Richard Thompson Sweet Warrior
(Shout Factory)The wheel is a fine invention. As long as you build it to the proper circular specifications it will reliably roll down the hill. Essentially, there is no need to reinvent it. Richard Thompson makes a good wheel. A devotee of traditional forms, he has long since perfected a style of writing and playing that relies heavily on an amalgam of English folk and American blues, and since his recent exploration into 1000 years of song revealed a common thread between "Sumer Is Icumen In" and "Oops, I Did It Again", I guess he figures that if the formula has lasted a millennium, there must be something to it.
So, as usual, Thompson is not out to surprise anybody on his new one, Sweet Warrior. It contains a healthy mix of grade A, high quality folk/blues with a smattering of brilliance here and there and spectacular guitar playing throughout. I'm a guitar player, so I can understand if the average Joe is not sitting there in awe of this man's sound and style, whereas I can keep coming back to almost any one of these tunes for a knockout experience. But great fretwork doesn't always make for a great album, as any number of posthumous Hendrix releases prove. You need great songs, and this album has a few. The opener, Needle and Thread, is a classic Thompson groove on top of a classic Thompson, heart thrown on the floor and stomped on lyric. His use of archaic turns of phrase like "hand me down my needle and thread" coupled with an almost Celtic guitar riff and a driving blues chug, give songs like this a timeless quality. They seem to exist out of time and for all time. Likewise, Take Care The Road You Choose has Thompson snaking his vocal around a simple major chord progression, with mournful slide guitar lines adding commentary. It's the kind of tune he might have recorded 20 years ago or will record 20 years on, losing none of its power. His connection to the past is solidified by subtle additions to guitar phrases or lyrics. In Too Late to Come Fishing he sings "it's too late, the fish don't like your bait", recalling the line from Henry Thomas' classic Fishin' Blues, "many fish bites if you got good bait".

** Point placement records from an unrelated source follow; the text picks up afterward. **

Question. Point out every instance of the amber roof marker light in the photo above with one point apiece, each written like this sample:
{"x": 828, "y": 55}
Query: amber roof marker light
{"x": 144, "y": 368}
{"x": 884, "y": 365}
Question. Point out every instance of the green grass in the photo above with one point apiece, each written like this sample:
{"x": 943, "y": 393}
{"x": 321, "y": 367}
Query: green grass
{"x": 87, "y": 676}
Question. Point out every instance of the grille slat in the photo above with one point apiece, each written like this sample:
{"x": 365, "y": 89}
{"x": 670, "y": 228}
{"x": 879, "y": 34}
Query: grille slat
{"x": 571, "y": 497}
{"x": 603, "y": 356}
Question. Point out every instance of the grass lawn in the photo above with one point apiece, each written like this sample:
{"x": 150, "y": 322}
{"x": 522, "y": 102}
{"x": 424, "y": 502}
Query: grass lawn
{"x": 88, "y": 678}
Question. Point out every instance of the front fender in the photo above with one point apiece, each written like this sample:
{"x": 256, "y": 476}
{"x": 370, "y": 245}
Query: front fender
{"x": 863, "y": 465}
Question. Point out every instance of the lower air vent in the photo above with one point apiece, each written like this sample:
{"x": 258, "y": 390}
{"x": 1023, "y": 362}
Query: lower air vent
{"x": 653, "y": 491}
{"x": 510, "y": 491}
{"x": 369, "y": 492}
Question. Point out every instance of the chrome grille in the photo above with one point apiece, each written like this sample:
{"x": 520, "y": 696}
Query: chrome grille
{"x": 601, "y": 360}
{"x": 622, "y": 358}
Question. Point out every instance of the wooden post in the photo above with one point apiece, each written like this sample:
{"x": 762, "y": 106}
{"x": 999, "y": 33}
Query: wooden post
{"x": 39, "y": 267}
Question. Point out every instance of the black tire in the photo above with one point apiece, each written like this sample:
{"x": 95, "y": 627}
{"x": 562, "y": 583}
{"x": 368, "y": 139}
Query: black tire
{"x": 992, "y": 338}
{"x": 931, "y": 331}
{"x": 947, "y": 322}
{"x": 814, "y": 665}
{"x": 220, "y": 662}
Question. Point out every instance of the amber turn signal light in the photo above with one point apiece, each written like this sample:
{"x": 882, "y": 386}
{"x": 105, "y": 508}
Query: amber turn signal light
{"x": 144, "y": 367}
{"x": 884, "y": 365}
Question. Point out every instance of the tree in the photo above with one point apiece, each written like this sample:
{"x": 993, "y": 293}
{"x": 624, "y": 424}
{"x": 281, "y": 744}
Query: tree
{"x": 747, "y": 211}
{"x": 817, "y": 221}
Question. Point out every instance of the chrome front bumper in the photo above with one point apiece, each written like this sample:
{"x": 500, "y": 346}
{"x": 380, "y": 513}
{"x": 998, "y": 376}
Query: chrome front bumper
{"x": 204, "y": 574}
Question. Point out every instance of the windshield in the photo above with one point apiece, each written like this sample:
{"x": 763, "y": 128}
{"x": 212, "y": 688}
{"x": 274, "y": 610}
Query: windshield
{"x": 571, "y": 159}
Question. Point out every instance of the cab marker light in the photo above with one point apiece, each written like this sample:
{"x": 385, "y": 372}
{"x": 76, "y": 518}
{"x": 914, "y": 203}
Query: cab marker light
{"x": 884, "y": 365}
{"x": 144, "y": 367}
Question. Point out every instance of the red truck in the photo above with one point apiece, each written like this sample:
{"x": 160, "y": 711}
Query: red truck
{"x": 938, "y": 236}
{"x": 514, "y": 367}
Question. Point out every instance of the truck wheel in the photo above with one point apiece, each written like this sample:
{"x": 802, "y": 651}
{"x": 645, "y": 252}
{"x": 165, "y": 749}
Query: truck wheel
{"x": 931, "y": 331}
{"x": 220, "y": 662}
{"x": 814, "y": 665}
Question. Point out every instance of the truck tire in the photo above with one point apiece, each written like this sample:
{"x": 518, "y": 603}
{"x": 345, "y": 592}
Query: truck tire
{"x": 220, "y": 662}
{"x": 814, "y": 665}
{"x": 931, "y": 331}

I should point out that few highlight Thompson's skill as a vocalist, and while he does not have an operatic tenor, he gives his all to each and every performance. He's trying to sell everything here and the listener appreciates the effort. This is par for the course for Thompson, but maybe he's a little more committed this time due to the Bush/Blair fiasco he can't help commenting on, directly and indirectly. When he laments "everything is poppy red" about a lost lover, it brings forth images of a bloody battlefield, and "Johnny's Far Away", with its Clancy Brothers passion, can't help but bring to mind the soldiers off in a foreign land. Dad's Gonna Kill Me faces the issue head on, the title offering a clever irony. Basically, the sad or angry songs match the rollicking ones blow for blow (hell, sometimes they're the same song), even when the lyrics betray the sadness of the music, as in She Sang Angels to Rest.
But lest one think this album is a dour affair, let me disavow you of that notion. The exuberance, the presence of life is such that even the downers are uplifting. Sweet Warrior is another highlight in a career that's had enough of them already. And it proves once again that originality is overrated, especially in relation to good old fashioned consistency.